SYNTHESYS+: This project aims to create a high quality approach to the management, preservation and access to European natural history collections. It helps to lay the foundations for DiSSCo by creating an accessible, integrated European resource for research users in the natural sciences.

TDWG (Biodiversity Information Standards): TDWG develops data standards and guidelines for recording data about organisms, including the Darwin Core standard.

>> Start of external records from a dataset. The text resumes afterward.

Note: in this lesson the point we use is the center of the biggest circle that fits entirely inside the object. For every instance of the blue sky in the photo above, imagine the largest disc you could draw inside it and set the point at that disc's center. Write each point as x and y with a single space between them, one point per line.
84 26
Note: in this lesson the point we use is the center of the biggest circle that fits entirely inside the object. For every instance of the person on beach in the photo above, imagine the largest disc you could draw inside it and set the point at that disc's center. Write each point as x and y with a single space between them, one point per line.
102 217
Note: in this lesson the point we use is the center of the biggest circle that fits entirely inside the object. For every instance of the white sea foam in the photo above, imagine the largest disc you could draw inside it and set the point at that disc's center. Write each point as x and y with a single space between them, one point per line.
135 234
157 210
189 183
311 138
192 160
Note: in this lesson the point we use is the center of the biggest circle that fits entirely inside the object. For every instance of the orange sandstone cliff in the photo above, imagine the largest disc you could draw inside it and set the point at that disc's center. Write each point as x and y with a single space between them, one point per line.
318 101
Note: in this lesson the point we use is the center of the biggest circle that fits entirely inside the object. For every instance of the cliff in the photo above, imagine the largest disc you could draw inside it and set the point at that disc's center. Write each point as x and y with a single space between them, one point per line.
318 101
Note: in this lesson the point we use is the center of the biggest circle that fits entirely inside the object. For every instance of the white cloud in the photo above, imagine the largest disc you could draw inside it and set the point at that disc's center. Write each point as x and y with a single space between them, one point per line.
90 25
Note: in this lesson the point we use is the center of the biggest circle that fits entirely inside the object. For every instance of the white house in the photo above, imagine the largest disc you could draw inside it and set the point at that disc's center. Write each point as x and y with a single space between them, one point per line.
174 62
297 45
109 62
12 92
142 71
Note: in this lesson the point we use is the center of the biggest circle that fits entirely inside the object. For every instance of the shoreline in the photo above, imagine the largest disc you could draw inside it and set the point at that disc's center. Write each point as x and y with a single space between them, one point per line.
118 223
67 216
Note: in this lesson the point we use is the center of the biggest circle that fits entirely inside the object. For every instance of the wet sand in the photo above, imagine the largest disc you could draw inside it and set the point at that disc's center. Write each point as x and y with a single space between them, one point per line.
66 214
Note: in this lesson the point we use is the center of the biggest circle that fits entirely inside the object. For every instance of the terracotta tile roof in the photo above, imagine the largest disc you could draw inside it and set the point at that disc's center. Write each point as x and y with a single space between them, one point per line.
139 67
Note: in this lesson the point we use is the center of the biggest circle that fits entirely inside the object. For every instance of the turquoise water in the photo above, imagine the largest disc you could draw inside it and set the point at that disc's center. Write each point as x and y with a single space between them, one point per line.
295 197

TDWG Collections Description Data Standard: This standard is under development and describes groups of natural history objects.

Acknowledgements

A special thank you to all the staff at partner institutions (Naturalis, MNHN, HNHM, MNCN, MfN, RBINS, NHM, UCPH, MBG, NHMW, RMCA) who contributed and provided support in the NSCs data acquisition process for the CDD. Thank you to Karsten Gödderz for providing valuable administrative, organisational and communication support for the CETAF Secretariat, which facilitated efforts in completing D2.2. The CETAF Earth Science Group are gratefully acknowledged for providing expertise to support the Collection Classification Scheme regarding Palaeontology, Geology and Extraterrestrial materials. Thank you to Rachel Walcott (National Museum of Scotland) for providing recommendations for improvement of the Collection Classification Scheme regarding Mineralogy, Geology and Extraterrestrial material. Finally thank you to Alex Hardisty (Cardiff University) for providing support and advise on the usage of the MIDS in the data acquisition process of D2.2.

Author contributions

Laura Tilley: Conceptualisation, Investigation, Methodology, Project administration, Supervision, Writing - original draft, Writing - review & editing. Matt Woodburn: Conceptualisation, Data curation, Formal analysis, Investigation, Methodology, Software, Validation, Visualisation, Writing - original draft, Writing - review & editing. Sarah Vincent: Data curation, Formal analysis, Methodology, Software, Validation, Visualisation, Writing - original draft, Writing - review & editing. Ana Casino: Conceptualisation, Project administration, Supervision, Writing - original draft, Writing - review & editing. Wouter Addink: Conceptualisation, Investigation, Writing – review & editing. Frederik Berger: Investigation. Ann Bogaerts Investigation. Sofie De Smedt Investigation. Lisa French Writing – review & editing Sharif Islam: Conceptualisation, Investigation. Patricia Mergen: Conceptualisation, Investigation, Writing – review & editing. Anne Nivart: Investigation. Beata Papp: Conceptualisation, Investigation. Mareike Petersen: Investigation, Writing – review & editing. Celia Santos: Conceptualisation, Investigation. Vince Smith: Writing - review & editing. Patrick Semal: Conceptualisation, Investigation, Writing – review & editing. Edmund Schiller: Conceptualisation, Writing – review & editing. Karin Wiltschke: Conceptualisation, Writing – review & editing.